Beside the Sea was partly inspired by the 1960 show at the Museum of Modern Art entitled Claude Monet: Seasons and Moments. That exhibition highlighted Monet’s ruminations on a single motif under changing light, such as his multiple views of the seaside landscape, The Manneport near Etretat. Motherwell clearly reworked Open No. 164 over an extended period of time; documentation confirms that the expressive red line was not added until as late as 1977. In the same year, Motherwell was reintroducing the arching form in his Cathedral series of collages. Photographs from inside his Provincetown studio in 1970 display an exhibition poster for Le Corbusier’s 1967 show at the Pavillon de Vendôme in Aix-en-Provence, France, which highlights the distinctive roofline of the Notre Dame du Haut in Ronchamp. This is strong evidence that this architectural configuration served as the catalyst for Motherwell’s use of the pitched form in both his Cathedral collages and for the bold finishing mark on Open No. 164.

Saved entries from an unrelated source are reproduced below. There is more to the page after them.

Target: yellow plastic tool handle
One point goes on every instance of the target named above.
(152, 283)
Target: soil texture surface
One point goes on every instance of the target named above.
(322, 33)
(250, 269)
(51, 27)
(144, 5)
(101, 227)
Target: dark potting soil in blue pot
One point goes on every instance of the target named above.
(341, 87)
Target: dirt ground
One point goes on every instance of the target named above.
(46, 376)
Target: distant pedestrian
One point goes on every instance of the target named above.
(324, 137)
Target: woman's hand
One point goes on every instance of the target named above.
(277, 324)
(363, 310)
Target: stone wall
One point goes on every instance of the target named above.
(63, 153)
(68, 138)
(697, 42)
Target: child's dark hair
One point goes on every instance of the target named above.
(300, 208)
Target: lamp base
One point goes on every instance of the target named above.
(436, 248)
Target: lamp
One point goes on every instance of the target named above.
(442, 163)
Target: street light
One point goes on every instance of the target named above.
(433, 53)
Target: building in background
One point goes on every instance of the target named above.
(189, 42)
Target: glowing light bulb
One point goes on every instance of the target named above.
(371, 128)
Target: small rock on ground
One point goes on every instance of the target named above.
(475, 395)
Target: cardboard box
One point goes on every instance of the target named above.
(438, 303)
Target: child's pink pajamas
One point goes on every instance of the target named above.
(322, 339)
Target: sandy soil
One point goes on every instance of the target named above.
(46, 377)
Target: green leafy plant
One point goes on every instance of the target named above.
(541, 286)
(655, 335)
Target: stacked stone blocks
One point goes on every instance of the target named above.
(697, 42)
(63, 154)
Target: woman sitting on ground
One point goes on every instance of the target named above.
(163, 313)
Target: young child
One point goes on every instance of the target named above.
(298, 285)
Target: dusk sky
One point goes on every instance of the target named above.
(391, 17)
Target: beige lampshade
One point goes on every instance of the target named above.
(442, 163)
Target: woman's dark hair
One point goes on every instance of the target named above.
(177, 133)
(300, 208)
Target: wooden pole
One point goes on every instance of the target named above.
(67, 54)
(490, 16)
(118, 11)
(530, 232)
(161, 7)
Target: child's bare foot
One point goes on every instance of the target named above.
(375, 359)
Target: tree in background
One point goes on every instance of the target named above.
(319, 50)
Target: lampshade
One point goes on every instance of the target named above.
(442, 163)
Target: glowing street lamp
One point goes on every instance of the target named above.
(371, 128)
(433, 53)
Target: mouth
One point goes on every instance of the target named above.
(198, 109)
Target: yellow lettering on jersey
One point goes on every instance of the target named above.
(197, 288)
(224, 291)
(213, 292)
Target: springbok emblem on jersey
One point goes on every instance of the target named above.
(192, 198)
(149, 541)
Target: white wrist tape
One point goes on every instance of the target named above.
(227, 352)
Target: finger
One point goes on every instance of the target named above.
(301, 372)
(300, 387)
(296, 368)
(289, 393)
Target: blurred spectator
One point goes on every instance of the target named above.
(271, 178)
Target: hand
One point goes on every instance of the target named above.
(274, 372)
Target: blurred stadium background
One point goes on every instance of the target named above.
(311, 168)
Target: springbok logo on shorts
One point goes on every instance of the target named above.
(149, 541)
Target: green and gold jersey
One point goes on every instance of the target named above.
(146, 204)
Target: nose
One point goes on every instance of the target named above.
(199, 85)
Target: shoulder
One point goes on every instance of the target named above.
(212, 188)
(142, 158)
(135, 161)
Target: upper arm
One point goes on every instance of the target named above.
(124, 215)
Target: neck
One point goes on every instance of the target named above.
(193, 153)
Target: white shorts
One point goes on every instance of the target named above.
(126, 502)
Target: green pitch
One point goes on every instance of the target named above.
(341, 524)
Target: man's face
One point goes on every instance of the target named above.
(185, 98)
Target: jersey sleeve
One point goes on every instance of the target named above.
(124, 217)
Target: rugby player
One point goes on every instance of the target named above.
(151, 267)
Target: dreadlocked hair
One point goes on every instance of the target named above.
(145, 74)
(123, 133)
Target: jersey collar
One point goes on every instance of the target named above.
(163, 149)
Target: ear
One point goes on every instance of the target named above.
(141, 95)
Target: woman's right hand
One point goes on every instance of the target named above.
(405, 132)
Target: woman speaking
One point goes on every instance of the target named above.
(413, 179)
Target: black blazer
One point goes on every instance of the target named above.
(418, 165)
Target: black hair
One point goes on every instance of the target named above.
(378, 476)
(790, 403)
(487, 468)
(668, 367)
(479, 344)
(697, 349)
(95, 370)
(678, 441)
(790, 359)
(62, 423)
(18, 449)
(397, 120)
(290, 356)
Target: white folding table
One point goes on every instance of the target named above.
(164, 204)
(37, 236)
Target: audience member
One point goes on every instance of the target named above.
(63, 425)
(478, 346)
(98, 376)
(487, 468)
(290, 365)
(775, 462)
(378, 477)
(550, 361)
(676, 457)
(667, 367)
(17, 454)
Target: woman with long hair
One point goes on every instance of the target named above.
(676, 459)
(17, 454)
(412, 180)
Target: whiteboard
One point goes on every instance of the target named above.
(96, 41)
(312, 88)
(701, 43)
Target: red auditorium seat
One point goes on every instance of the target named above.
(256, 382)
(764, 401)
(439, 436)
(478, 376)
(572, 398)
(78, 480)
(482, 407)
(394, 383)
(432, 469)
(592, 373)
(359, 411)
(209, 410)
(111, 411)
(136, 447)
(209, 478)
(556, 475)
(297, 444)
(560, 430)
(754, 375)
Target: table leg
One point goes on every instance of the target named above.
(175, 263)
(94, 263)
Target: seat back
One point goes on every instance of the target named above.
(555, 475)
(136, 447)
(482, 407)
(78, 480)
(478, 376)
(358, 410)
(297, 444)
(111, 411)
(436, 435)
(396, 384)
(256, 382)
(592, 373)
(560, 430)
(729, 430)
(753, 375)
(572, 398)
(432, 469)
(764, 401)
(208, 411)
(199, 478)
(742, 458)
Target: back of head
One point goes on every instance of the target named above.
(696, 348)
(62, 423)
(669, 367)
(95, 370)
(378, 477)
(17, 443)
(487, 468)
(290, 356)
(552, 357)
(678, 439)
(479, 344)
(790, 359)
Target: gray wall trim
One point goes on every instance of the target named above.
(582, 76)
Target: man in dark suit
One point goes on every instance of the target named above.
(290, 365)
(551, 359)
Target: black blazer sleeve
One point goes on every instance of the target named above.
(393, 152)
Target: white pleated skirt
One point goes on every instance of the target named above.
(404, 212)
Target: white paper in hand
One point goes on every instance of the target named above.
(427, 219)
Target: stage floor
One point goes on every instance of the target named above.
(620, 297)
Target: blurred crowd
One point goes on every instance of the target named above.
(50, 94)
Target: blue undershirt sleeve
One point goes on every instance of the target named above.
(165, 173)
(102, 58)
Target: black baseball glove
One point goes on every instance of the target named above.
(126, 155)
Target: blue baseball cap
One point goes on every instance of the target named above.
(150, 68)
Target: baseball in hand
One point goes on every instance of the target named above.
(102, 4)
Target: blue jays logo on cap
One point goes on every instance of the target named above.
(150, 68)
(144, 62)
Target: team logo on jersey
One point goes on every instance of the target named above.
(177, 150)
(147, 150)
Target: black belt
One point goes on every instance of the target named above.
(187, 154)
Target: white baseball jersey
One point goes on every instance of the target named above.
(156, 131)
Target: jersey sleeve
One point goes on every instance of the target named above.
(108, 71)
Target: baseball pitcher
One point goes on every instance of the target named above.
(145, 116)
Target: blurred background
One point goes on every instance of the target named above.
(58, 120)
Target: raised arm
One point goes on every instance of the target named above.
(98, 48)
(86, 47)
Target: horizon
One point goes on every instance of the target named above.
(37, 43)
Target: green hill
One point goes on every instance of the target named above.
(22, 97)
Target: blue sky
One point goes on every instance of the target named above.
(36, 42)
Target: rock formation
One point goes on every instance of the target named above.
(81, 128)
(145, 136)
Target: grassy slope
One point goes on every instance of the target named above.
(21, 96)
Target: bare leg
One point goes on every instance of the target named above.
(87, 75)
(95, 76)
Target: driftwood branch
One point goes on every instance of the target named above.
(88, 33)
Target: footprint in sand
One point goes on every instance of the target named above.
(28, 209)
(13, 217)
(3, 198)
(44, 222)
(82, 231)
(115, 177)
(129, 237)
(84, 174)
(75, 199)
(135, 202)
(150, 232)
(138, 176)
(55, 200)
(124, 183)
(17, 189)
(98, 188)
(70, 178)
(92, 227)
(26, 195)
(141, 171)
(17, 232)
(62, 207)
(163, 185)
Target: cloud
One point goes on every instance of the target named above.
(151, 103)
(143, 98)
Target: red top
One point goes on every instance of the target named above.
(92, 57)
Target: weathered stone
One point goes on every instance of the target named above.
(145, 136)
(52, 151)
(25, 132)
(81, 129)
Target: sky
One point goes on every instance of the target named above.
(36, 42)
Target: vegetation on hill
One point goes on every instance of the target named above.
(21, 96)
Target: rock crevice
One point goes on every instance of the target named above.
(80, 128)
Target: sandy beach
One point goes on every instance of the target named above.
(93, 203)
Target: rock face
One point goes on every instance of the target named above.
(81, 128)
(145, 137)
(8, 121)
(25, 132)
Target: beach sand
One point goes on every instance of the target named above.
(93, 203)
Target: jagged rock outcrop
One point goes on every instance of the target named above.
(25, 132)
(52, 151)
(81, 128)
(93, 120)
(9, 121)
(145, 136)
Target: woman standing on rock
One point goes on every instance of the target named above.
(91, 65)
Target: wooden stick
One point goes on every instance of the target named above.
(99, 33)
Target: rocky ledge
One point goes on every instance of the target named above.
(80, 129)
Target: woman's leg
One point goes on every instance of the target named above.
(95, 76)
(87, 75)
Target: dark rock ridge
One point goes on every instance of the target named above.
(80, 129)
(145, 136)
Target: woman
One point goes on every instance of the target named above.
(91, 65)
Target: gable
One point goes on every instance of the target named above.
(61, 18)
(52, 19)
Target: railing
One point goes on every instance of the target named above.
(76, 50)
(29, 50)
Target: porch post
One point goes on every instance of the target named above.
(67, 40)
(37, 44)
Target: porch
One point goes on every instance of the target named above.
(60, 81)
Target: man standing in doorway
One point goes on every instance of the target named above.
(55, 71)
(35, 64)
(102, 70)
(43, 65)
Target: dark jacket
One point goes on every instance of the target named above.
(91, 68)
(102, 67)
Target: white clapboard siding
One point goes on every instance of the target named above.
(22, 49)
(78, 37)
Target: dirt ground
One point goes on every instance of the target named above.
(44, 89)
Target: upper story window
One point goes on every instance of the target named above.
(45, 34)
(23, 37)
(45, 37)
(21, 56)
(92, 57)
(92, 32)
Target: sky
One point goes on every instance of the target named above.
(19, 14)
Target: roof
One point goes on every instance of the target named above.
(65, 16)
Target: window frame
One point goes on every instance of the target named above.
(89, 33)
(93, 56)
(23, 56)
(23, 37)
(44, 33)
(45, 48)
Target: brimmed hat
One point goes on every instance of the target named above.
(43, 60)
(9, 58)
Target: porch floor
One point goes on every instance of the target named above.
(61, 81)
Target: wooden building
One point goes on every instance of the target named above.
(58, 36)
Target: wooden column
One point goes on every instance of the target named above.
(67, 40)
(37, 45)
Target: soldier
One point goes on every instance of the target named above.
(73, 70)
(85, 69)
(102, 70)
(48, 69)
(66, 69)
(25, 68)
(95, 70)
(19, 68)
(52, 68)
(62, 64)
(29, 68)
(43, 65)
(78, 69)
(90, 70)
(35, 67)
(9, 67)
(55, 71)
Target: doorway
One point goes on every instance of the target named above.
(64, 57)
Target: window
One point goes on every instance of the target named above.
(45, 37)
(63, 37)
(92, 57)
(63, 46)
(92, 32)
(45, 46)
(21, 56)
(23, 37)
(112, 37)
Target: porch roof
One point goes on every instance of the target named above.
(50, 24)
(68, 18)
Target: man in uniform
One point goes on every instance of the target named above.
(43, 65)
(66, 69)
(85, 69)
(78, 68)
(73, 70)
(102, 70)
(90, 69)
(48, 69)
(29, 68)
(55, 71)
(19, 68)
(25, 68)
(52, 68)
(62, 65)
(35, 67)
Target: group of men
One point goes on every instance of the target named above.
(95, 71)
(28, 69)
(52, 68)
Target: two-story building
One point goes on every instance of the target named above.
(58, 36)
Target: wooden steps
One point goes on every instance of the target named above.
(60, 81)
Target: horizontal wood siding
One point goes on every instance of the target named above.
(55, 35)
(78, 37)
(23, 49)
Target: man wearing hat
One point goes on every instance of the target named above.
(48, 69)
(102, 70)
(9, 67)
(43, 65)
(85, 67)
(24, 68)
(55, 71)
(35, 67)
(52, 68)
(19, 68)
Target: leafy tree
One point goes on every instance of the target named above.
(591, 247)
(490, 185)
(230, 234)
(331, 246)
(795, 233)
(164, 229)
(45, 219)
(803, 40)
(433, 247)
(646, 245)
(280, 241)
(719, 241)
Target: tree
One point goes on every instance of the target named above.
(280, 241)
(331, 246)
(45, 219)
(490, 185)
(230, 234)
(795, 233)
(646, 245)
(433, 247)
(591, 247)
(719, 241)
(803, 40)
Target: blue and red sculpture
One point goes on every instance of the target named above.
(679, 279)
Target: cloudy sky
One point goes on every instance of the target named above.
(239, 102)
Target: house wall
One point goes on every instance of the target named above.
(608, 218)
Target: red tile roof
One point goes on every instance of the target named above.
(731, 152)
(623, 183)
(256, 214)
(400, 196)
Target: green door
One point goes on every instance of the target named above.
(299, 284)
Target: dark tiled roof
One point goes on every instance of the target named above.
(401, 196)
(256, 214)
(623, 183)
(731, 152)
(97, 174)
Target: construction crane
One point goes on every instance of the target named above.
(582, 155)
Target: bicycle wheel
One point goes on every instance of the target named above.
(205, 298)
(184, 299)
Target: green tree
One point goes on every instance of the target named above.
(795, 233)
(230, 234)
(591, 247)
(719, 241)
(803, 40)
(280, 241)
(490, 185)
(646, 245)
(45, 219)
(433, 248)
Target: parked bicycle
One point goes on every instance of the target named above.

Motherwell's work is always underpinned with a delicate yet moving elegance, no matter how raw and powerful the gesture. With Open No. 164, Motherwell discovered an incredibly elastic pictorial language that would communicate force on multiple levels but also eludes easy resolution. As noted in the Catalogue Raisonné, for Motherwell, “The spontaneous, liberated, unthinking gesture had to be made, but it also had to be reshaped, modified, molded into an articulate whole. The contrast between signs of intellect and of instinct, between the extremes of severe geometry and irregular, biomorphic forms, is a leitmotif that runs throughout his work” (ibid., p. 6).